Los audios, que hacen parte de una investigación de la Fiscalía y la Policía, revelan cómo se mueve el mercado de la droga en los barrios de Palmira, los controles para mantener alto el precio del bazuco y la marihuana y la parcelación de zonas por puntos de expendio. “Voy pa’l 20 (barrio) a hablar con ese marica porque nos está dañando la venta de crypi”, se queja uno de los jíbaros ante el jefe de la banda, porque otro expendedor vende los cigarrillos de marihuana a 1.000 pesos, cuando la orden era 1.500 pesos. En otra llamada acuerdan a quiénes cobrar el impuesto a la venta de papeletas de cocaína, y ordenan el crimen de otra expendedora que no hace parte del combo. “Si van a apretar a Alba, la de los vampiros, maten a esa malparida”, sentencia el jefe de una banda de un barrio.

Estas grabaciones no son algo exclusivo de Palmira. Son parte de un complejo fenómeno en el que pequeños criminales organizados están acorralando a la ciudadanía y tomándose con crímenes violentos barrios del Valle. En Cartago han asesinado a comerciantes por no ceder a extorsiones. En Tuluá, dos hombres identificados por las autoridades con los alias de Porrón y Picante, son los responsables de la reciente aparición de decapitados y desmembrados, producto de una lucha por el control del narcomenudeo y las extorsiones. En Cali, las bandas dedicadas al microtráfico de droga llegan al extremo de obligar a vendedores ambulantes a pagarles para sacar de la cárcel a miembros de sus grupos.
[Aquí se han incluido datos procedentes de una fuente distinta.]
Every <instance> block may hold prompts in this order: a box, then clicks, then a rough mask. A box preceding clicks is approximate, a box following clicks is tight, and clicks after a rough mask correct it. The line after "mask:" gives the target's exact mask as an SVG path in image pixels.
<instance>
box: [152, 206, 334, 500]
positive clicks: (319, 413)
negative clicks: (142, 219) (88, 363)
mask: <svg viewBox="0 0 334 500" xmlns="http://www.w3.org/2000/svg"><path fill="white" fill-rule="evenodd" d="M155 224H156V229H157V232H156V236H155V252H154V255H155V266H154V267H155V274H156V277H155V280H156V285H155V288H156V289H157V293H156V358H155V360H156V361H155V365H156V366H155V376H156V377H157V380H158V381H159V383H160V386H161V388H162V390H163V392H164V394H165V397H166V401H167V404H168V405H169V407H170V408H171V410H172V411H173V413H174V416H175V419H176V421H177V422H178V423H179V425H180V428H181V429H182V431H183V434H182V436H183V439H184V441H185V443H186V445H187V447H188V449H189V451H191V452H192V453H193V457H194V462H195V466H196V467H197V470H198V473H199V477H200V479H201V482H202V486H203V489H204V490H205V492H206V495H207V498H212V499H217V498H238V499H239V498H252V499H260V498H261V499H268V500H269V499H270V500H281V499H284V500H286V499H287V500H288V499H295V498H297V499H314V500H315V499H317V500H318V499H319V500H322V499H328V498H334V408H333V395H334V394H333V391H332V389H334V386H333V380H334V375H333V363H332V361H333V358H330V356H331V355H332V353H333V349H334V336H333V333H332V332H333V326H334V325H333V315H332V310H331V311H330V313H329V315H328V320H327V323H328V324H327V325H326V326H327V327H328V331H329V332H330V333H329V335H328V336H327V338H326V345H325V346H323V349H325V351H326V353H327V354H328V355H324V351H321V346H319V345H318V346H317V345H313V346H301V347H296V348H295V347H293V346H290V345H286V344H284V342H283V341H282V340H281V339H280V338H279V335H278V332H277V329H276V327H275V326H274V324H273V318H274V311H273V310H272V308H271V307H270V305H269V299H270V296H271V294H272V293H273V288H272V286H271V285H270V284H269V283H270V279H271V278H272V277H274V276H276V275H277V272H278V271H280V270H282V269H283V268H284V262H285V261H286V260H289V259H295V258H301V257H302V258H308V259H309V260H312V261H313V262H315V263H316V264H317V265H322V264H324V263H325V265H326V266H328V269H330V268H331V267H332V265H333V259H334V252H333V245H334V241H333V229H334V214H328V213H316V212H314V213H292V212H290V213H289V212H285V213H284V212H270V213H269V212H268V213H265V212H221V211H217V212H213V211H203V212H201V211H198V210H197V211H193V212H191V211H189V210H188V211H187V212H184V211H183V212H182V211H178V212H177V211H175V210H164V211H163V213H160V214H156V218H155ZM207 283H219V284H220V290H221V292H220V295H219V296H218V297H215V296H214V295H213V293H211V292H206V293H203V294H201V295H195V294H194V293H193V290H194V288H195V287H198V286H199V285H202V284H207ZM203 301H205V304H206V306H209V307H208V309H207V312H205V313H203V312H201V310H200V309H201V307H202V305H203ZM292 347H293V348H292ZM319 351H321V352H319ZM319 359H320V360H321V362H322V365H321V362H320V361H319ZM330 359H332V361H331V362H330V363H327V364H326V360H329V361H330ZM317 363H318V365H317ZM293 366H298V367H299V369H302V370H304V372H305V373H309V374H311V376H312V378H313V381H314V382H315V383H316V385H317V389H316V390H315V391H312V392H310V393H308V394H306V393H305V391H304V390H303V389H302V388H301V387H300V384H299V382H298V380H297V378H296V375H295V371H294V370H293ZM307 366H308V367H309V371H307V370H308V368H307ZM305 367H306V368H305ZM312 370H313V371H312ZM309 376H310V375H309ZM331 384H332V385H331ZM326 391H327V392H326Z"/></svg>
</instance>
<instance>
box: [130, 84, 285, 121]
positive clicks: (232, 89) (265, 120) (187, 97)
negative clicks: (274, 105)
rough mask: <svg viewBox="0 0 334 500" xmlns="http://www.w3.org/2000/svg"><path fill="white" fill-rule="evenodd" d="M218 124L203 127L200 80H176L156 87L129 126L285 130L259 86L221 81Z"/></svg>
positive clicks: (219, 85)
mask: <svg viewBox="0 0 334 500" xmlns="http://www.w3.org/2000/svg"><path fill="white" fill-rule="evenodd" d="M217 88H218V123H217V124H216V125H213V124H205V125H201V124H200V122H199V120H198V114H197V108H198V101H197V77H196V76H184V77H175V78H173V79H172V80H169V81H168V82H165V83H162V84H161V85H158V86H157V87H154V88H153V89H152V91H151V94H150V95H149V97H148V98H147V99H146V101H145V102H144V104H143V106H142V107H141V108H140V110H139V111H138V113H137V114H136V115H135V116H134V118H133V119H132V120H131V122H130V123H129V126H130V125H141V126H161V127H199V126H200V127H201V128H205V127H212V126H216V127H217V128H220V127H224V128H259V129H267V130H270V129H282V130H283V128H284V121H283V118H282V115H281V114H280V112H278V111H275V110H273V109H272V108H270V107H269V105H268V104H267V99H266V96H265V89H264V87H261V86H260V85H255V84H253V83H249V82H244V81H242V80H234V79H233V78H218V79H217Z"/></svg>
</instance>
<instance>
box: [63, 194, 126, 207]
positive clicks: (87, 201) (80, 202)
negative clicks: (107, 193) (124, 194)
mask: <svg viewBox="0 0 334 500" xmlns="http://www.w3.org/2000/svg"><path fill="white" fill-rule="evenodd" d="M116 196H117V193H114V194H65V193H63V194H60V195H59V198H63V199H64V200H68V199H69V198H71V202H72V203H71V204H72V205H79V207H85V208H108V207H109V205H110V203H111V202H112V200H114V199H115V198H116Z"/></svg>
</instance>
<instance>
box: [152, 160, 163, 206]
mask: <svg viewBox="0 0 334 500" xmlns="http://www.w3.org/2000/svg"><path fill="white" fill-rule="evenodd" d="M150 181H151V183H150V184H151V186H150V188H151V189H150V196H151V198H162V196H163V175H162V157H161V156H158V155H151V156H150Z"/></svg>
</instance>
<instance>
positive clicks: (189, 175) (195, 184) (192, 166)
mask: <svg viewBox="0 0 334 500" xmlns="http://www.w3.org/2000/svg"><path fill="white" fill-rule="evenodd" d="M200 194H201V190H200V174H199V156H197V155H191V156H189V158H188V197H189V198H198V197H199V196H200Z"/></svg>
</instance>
Según las autoridades, en Cali, que tiene 337 barrios, existen 300 puntos de expendios de drogas, que mueven alrededor de 3.000 millones de pesos al día. Esto, sin hablar de los ingresos por otros delitos, explica por qué en esa ciudad llegaron a existir 18 oficinas de cobro, encargadas de manejar las vacunas, el microtráfico y el sicariato. Este año la policía ha desmantelado seis y capturó a 120 integrantes de esas bandas, como La Ocho y Calle Luna, entre otras. Aún persisten 12 que, de acuerdo a las investigaciones, tienen en promedio 20 integrantes. “Son bandas pequeñas que buscan el apadrinamiento de organizaciones más grandes de narcotraficantes”, dice el general Alejandro Castañeda, excomandante de la policía. Si bien eso es cierto, la realidad es que tras la entrega de los llamados Comba, Cali y gran parte del Valle quedaron sin un capo de primer nivel. Aunque hombres como Martín Bala o Chicho Urdinola, antiguos lugartenientes de grandes jefes de la mafia intentan aglutinar las bandas a sangre y fuego, lo cierto es que la fragmentación de esas pequeñas mafias no tiene freno y su impacto sobre la seguridad es enorme.